Der Bedarf für solch ein Netz wäre nicht gestiegen, wenn es in den letzten Jahren nicht einschneidende Veränderungen der logistischen Rahmenbedingungen gegeben hätte.
Krieger nennt die folgenden vier Entwicklungen[30]:
Globalisierung der Absatz- und Beschaffungsmärkte
Unternehmen müssen weltweit präsent sein. Zu berücksichtigen ist allerdings, daß diese Präsenz nicht zu kostspielig sein darf, da sonst die durch die Globalisierung gewonnenen "Economies-of-Scale" wieder vergeben werden[31].

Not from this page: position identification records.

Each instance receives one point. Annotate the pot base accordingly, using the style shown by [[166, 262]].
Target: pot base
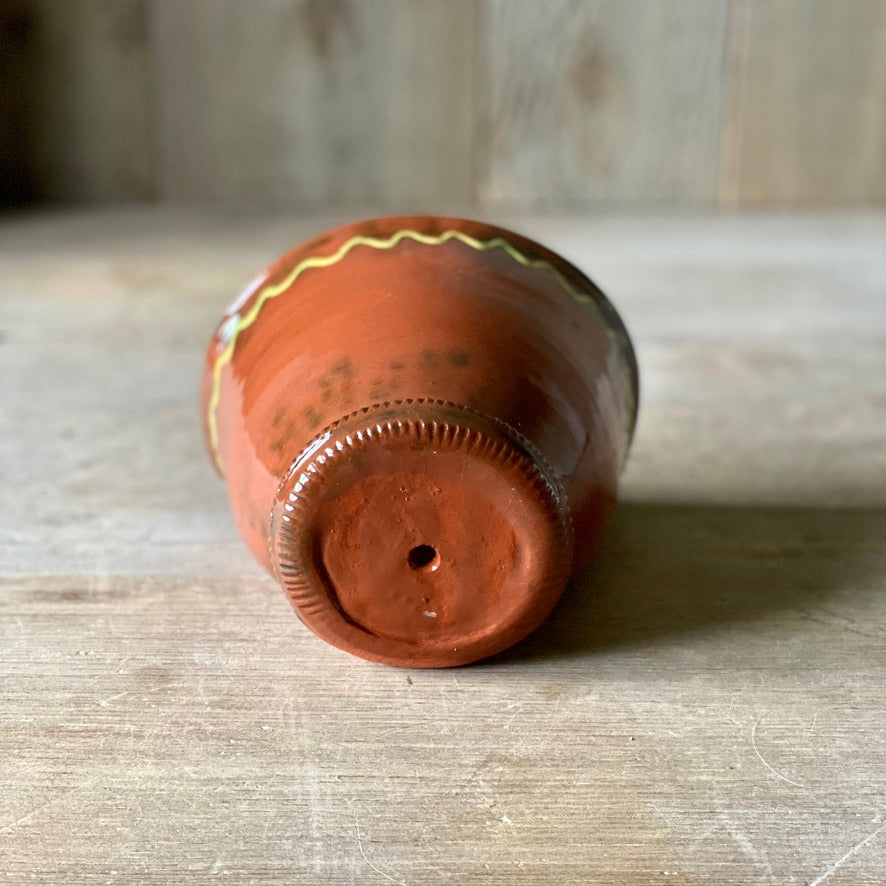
[[421, 534]]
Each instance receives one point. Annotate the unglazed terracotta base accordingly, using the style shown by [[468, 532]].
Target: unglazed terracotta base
[[421, 422]]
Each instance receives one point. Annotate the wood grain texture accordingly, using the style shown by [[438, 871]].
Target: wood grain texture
[[806, 118], [705, 707], [312, 103], [583, 103]]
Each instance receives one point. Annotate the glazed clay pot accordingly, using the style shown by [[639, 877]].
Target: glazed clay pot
[[421, 422]]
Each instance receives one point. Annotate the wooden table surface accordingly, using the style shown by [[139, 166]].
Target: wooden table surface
[[706, 706]]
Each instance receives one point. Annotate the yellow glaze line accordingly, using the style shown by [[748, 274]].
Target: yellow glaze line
[[324, 261]]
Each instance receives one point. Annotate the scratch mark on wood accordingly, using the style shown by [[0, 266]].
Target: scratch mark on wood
[[841, 861], [772, 769], [363, 854]]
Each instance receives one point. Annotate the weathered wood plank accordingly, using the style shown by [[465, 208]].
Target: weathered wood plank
[[583, 103], [705, 707], [86, 132], [310, 104], [806, 116]]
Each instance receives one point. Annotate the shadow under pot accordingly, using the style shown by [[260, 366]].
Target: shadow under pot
[[421, 422]]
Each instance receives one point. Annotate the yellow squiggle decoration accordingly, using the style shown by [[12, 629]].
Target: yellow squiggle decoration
[[324, 261]]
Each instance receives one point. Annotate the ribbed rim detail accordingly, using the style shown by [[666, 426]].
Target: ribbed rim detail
[[438, 425]]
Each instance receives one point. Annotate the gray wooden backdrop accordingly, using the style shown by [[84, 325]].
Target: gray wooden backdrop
[[420, 104]]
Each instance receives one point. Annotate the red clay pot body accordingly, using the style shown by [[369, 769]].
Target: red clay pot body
[[421, 422]]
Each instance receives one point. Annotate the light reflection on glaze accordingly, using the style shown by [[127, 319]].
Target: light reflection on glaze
[[234, 324]]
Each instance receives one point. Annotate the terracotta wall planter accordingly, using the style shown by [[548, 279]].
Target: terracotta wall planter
[[421, 422]]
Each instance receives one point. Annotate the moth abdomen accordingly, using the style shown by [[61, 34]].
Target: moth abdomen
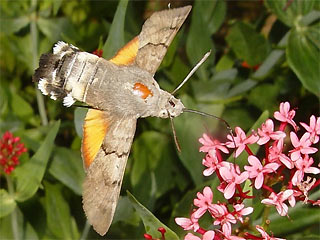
[[65, 73]]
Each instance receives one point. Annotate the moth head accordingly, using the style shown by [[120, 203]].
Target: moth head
[[169, 106]]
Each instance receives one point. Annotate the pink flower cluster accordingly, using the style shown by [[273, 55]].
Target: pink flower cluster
[[10, 150], [282, 155]]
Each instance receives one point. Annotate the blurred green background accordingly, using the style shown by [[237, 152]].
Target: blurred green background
[[263, 53]]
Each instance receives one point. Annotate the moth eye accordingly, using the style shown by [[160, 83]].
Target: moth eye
[[141, 90], [172, 103], [163, 113]]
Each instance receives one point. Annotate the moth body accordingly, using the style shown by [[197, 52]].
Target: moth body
[[119, 90]]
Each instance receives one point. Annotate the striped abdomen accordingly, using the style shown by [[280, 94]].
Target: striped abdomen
[[66, 73]]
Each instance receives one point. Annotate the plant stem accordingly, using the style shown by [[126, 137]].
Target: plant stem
[[265, 216], [14, 214], [85, 231], [34, 47]]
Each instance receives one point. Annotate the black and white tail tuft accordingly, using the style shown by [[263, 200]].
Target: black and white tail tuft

Verschärfung der Wettbewerbssituation
Gegenüber neuen Mitbewerbern, vor allem aus sogenannten "Billiglohnländern", versuchen sich einheimische Unternehmen durch Verringerung der Fertigungstiefe und die Konzentration auf Kerngeschäfte zu behaupten. Alle weiteren benötigten Dienstleistungen werden an fremde Firmen ausgelagert (Outsourcing). Abbildung 3.1. zeigt, das im Bereich von Logistikfunktionen mit einer stetigen Zunahme von extern zu vergebenen Dienstleistungen in den nächsten Jahren zu rechnen ist.
Durch das Outsourcing lassen sich zwar in aller Regel Kostenvorteile in Fertigung und Abwicklung erzielen, die Anforderungen an die Steuerungs-, Kontroll- und Informationssysteme steigen jedoch gleichwohl in erheblichem Umfang.

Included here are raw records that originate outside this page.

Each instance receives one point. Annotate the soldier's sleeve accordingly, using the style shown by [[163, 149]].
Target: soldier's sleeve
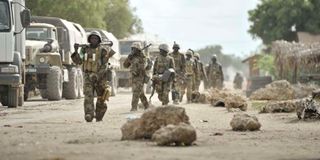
[[107, 52], [77, 58], [172, 65], [155, 66]]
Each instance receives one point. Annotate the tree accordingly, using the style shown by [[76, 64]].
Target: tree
[[281, 19], [116, 16]]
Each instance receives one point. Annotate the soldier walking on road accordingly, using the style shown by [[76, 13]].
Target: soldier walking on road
[[179, 62], [215, 73], [163, 74], [138, 68], [94, 59], [237, 82], [189, 74], [200, 73]]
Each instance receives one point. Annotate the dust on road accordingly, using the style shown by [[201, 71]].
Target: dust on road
[[57, 130]]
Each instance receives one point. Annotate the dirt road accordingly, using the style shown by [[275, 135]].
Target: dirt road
[[57, 131]]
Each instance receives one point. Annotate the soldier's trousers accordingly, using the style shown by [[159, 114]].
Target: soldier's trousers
[[178, 87], [163, 90], [196, 85], [188, 86], [138, 93], [89, 88]]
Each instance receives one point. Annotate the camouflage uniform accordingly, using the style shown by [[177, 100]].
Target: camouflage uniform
[[179, 62], [162, 64], [237, 82], [200, 74], [94, 60], [215, 74], [137, 63], [189, 74]]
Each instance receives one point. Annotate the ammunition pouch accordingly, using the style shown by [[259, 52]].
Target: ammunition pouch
[[168, 75], [146, 79], [76, 58]]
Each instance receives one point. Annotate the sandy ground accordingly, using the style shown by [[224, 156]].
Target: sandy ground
[[48, 130]]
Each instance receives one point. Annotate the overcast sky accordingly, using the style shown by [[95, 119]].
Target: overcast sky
[[198, 23]]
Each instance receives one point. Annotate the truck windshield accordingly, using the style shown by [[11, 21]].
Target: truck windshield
[[125, 47], [39, 33], [4, 16]]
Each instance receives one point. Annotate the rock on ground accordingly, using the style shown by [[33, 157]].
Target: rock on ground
[[303, 90], [228, 99], [181, 134], [152, 120], [244, 122], [277, 90], [281, 106]]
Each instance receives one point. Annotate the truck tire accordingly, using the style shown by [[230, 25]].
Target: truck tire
[[54, 84], [43, 93], [13, 97], [70, 89], [80, 84]]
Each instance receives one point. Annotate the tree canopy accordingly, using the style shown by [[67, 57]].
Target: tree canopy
[[281, 19], [116, 16]]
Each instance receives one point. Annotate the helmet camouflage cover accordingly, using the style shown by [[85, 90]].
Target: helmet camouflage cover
[[164, 47], [94, 33]]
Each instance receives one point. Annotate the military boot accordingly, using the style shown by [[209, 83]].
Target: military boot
[[88, 117]]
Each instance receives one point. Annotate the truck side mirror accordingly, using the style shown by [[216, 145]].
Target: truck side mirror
[[25, 17]]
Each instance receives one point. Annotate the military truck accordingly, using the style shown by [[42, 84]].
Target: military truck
[[114, 61], [14, 17], [48, 64]]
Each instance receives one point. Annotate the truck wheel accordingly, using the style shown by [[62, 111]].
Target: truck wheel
[[70, 89], [54, 83], [13, 97], [43, 93], [80, 84]]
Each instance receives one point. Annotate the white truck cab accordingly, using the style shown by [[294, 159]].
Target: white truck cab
[[13, 19]]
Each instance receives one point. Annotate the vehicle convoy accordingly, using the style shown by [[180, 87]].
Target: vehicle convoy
[[49, 66], [14, 17], [114, 61]]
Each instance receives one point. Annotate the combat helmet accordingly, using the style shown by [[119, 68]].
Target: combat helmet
[[164, 47], [175, 45], [136, 45], [189, 52], [94, 33], [214, 57]]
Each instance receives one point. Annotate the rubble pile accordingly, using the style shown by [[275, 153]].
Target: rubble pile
[[156, 118], [227, 99], [309, 108], [277, 90], [181, 134], [244, 122], [303, 90], [280, 106]]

Daher muß jeder Dienstleister, wie Pfohl es ausdrückt, über grundlegende "Informationssystem-Fähigkeiten" verfügen. Entspricht das Niveau der angebotenen Informationen nicht den Anforderungen der anderen am Wertschöpfungsprozeß beteiligten Unternehmen, so scheidet dieser Dienstleister als potentieller Partner aus[32].
Abbildung 3.2.: Anteile extern zu vergebender logistischer Funktionen bezogen auf die gesamten Logistikkosten von Unternehmen nach (Pfohl 94,215)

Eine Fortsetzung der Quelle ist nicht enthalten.